PARTNERSHIP PROMOTES COMMERCIAL USE OF Ada 95 TECHNOLOGIES

DOE and DoD Agencies Team Up


Working in partnership, the Department of Energy (DOE) and the Defense Information Systems Agency, are looking to commercialize Ada 95, the only internationally standardized object-oriented programming language. Spearheaded by DOE's Lockheed Martin Idaho Technologies (LMIT), the partnership is part of a broad effort mounted by the Ada Joint Program Office (AJPO) to stimulate widespread adoption of the Ada programming language within the government, academia, industrial and research communities.

The LMIT will soon release a Request for Information (RFI) in the Commerce Business Daily (CBD) for proposals to support the AJPO sponsored Ada Technology Insertion ProgramPartnership (ATIP-P). Through the ATIP-P, the AJPO expects to expand and strengthen the commercial supplier base of Ada products. The program is designed to exploit features of Ada 95 to provide open systems solutions in software environments. These partnerships will be joint ventures between Government and commercial firms to develop software products. The AJPO expects proposing organizations to equally share funding (50/50) development of the products.

This program will provide shared funding for 8-10 proposals and provide approximately $2 million, to facilitate achievement of the ATIP-P objectives. The RFI will request offers to propose development of Ada 95 technologies for bindings, commonly used tools, development libraries, visual work space and computer based training tools.

DOE/LMIT was chosen to administer the program because of their past experience with awarding cost sharing contracts with industry and for their background using the Ada programming language.
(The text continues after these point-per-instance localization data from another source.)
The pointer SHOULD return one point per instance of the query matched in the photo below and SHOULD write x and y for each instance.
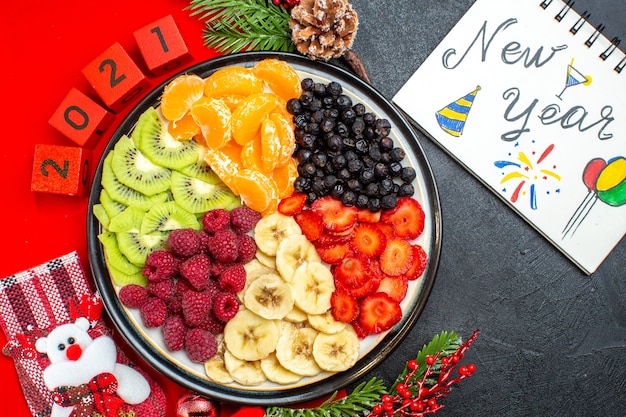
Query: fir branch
(359, 401)
(237, 25)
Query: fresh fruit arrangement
(265, 223)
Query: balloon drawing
(606, 182)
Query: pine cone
(323, 29)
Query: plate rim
(304, 392)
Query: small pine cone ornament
(323, 29)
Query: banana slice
(250, 337)
(312, 287)
(295, 350)
(275, 372)
(292, 252)
(336, 352)
(325, 323)
(244, 372)
(272, 229)
(215, 368)
(269, 296)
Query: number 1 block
(61, 170)
(80, 118)
(162, 46)
(116, 78)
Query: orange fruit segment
(281, 77)
(183, 129)
(179, 95)
(213, 117)
(232, 80)
(247, 117)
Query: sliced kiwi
(113, 255)
(134, 170)
(123, 194)
(200, 169)
(197, 196)
(154, 141)
(101, 215)
(168, 216)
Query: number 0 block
(80, 118)
(116, 78)
(61, 170)
(162, 46)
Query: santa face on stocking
(84, 373)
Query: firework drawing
(529, 175)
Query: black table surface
(552, 339)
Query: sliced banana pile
(284, 329)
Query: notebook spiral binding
(593, 37)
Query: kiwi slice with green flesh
(197, 196)
(136, 246)
(112, 207)
(113, 255)
(134, 170)
(100, 213)
(200, 169)
(158, 145)
(123, 194)
(168, 216)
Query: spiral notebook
(531, 98)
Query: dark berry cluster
(345, 151)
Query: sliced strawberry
(351, 272)
(292, 205)
(333, 254)
(420, 261)
(336, 217)
(366, 216)
(310, 223)
(397, 257)
(378, 312)
(407, 218)
(394, 287)
(369, 240)
(343, 306)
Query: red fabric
(45, 46)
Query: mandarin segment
(281, 77)
(180, 94)
(232, 80)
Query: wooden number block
(162, 46)
(80, 118)
(116, 78)
(61, 170)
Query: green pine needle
(237, 25)
(360, 401)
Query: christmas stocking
(66, 360)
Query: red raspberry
(215, 220)
(174, 330)
(224, 246)
(153, 312)
(184, 242)
(195, 306)
(243, 219)
(200, 345)
(225, 306)
(196, 270)
(160, 265)
(232, 279)
(133, 295)
(247, 249)
(161, 289)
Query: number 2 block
(116, 78)
(80, 118)
(61, 170)
(162, 46)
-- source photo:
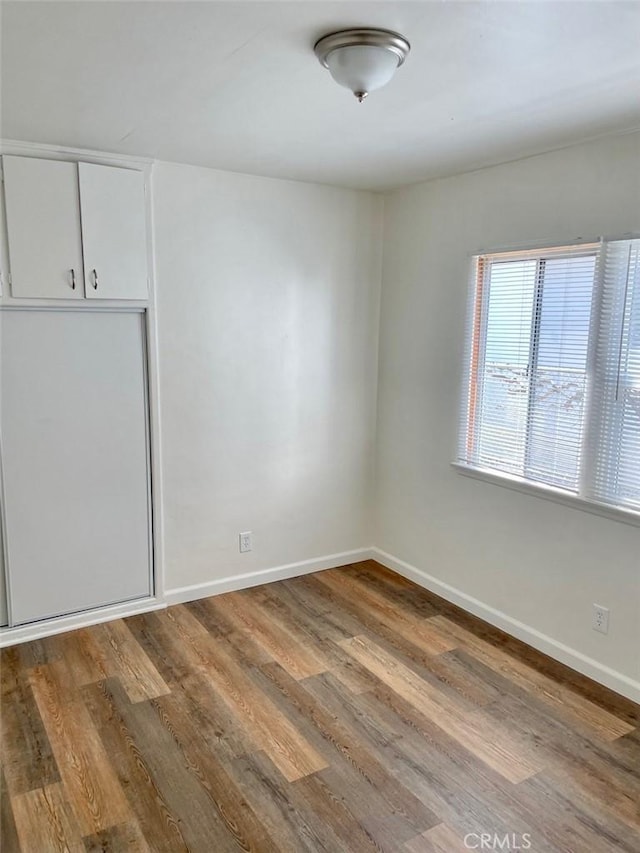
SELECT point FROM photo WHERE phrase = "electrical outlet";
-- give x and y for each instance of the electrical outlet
(600, 619)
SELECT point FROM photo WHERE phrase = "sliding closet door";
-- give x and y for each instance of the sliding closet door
(75, 460)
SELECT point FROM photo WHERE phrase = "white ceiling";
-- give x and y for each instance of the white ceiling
(236, 85)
Organizations interested in receiving a copy of the CBD announcement should contact Doug Colonel, phone: 208/526- 0204, fax: 307/734-1663 or e-mail: "Charles D. Colonel"<Doug@sage.inel.gov

SOURCE:
Doug Colonel, Lockheed Martin Idaho Technologies.


FEDERAL COMPUTER WEEK FEATURES Ada ATIP-P ARTICLE


The August 21, 1995 issue of Federal Computer Week featured an article on the Ada Technology Insertion ProgramPartnership (ATIP-P). The article acknowledged the DoD and DOE's efforts to commercialize the Ada programming language.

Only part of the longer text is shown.